I originally turned C1E off because it was preventing Windows from resuming from sleep when overclocking. With C1E enabled, Windows would hang with a black screen when trying to resume from sleep. With C1E disabled and C3 and C6 enabled, it resumes from sleep every time with no issues. Asus might have fixed this in the most recent bios.

Based on that, I consider C1E to be optional when using either C3 or C6. Sure C1E reduces power consumption in theory but the reality is that the difference is going to be difficult to measure whenever you have C3 or C6 enabled.

Edit: The power consumption numbers provided by all monitoring software that I know of is based on VID voltage and not actual voltage. You can not use software power consumption data to come to any conclusions about anything. A change in the VID voltage may or may not result in a change in the actual vCore voltage.

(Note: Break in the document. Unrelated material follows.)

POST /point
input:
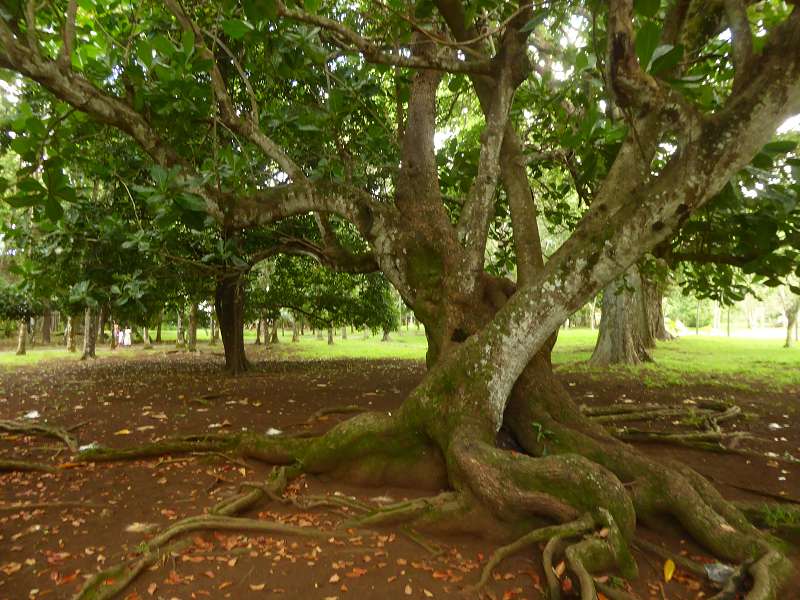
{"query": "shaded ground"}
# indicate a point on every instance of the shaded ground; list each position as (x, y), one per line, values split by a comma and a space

1.) Thanks for the confirmation. If C1 is not a setting in the BIOS, is automatically enabled? In your example above, if I disable C1E then where would the 0.2% go? Will it be shared by C3 and C6?

2.) Also, why isn't your system going to the Package C state for C6? Isn't that better?

3.) If we do not have a way to stop CPU frequency throttling and no way to stay at a fixed frequency, wouldn't it better to use less voltage for frequencies in between 1600MHz and, say, 4.7GHz? Because for Fixed vcore, you force the voltage to a high voltage even at frequencies like 3.3GHz when the CPU stays at that frequency. If you use Offset, the voltage scales according to the frequency used at one moment because it is based on the current VID. Isn't that better?